You have to 'import' it into another, existing mailbox. So you somehow have to
fool outlook into making these files again from scratch. How? Delete them.
Uhh, where does it keep them? Well that's for you to find out, isn't it!?
Usually: "C:\Documents and Settings\joeschmo\Local Settings\Application Data\
Don't fall for the red herring of the same path without "Local Settings," unless
of course you use NT authentication over the network and keep home directories
in some other equally useless place. Or the moon is full. Or the tide is
coming in. Or some pidgeon is sitting on the sill outside your window laughing
at you.
Now, delete the files there. This will break Outlook horribly. But that's okay, because it will go looking for a new "Personal Folders.pst" to open. But you
can't open the one your repaired, because that's probably sitting on the desktop
or some other place it ought not to be .. because Outlook is too stupid to
remember it's there.
So, you go into the directory. You'd think there'd be a "new" button, but no.

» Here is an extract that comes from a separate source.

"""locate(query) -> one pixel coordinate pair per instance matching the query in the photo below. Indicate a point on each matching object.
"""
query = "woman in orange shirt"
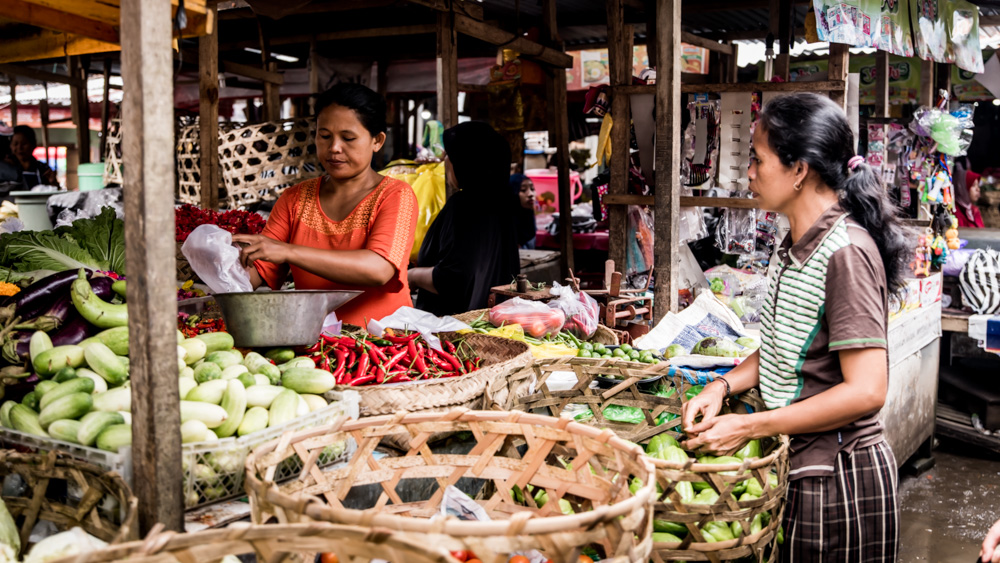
(349, 229)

You drill yourself down into the directory until there's nother further to
drill into. You select nothing in the window at all, and then choose "open."
Which will cause the thing to disappear and supposedly everything from that
point is hunky dorey. Except that you have to re-open Outlook again and tell
it that it should choose the file it just itself created, however silently, the
last time.
Then, re-import your mail from your recovered PST file.